Jaulian Monastery, Pakistan
Jaulian was constructed between the 2nd and 4th centuries in the early days of Buddhist expansion out of the Indian subcontinent in the Ancient state of Gandhara. Centered around the confluence of the Kabul and Swat rivers in Modern day Pakistan and Afghanistan, the region attained its greatest florescence during the Kushan Kushan between the 1st and 4th centuries CE. Jaulian is part of the Taxila archeological site, home to the ruins of a once thriving ancient city and center of learning in Gandhara. It was along the trade routes of Taxila Valley that buddhism is believed to have spread.

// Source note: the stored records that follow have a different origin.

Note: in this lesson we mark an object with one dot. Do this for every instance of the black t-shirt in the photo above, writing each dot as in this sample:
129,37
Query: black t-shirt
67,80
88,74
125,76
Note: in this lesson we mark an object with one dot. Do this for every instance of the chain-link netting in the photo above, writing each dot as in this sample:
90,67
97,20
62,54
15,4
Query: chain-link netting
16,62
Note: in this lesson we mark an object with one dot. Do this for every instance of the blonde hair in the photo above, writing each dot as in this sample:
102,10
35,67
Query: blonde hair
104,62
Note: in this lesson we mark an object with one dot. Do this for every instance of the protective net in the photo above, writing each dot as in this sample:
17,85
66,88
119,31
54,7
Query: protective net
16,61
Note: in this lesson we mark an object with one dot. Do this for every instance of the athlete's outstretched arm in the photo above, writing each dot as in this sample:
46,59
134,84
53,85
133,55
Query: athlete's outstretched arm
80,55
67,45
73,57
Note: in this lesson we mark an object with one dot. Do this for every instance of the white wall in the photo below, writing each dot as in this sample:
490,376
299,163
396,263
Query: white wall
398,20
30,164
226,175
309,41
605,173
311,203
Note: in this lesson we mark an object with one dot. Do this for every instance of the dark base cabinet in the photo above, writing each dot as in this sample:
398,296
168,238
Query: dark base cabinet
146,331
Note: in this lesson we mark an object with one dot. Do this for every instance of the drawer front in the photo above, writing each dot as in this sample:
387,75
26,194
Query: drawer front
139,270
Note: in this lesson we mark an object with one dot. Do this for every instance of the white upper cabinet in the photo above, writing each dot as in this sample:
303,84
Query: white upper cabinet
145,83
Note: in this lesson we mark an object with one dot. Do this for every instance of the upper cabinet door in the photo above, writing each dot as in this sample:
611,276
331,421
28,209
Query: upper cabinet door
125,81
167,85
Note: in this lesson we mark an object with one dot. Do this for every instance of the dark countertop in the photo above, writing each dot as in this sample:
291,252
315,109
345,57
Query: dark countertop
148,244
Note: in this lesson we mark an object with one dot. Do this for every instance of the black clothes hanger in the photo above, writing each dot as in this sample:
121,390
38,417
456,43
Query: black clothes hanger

The Buddhist monastery and associated stupas of the Jualian archaeological complex shed light on the early evolution and spread of Buddhism along the Silk Road. The complex of Jaulian consists of the main stupa and twenty-seven subsidiary stupas located around the main stupa and two adjacent courts. An additional fifty-nine chapels are located around the courts and feature scenes from the Buddha’s life. Several structures related to monastic life, including monk quarters, assembly hall, kitchen, and store room complete the complex.
Inscriptions in the Kharosthi script are located at the bottom of some of the stupas and chapels and feature the names and titles of their donors. They illustrate the importance of patronage to the spread of Buddhism in the region, and the many different classes of donors show the broad appeal and impact the religion had to many segments of society.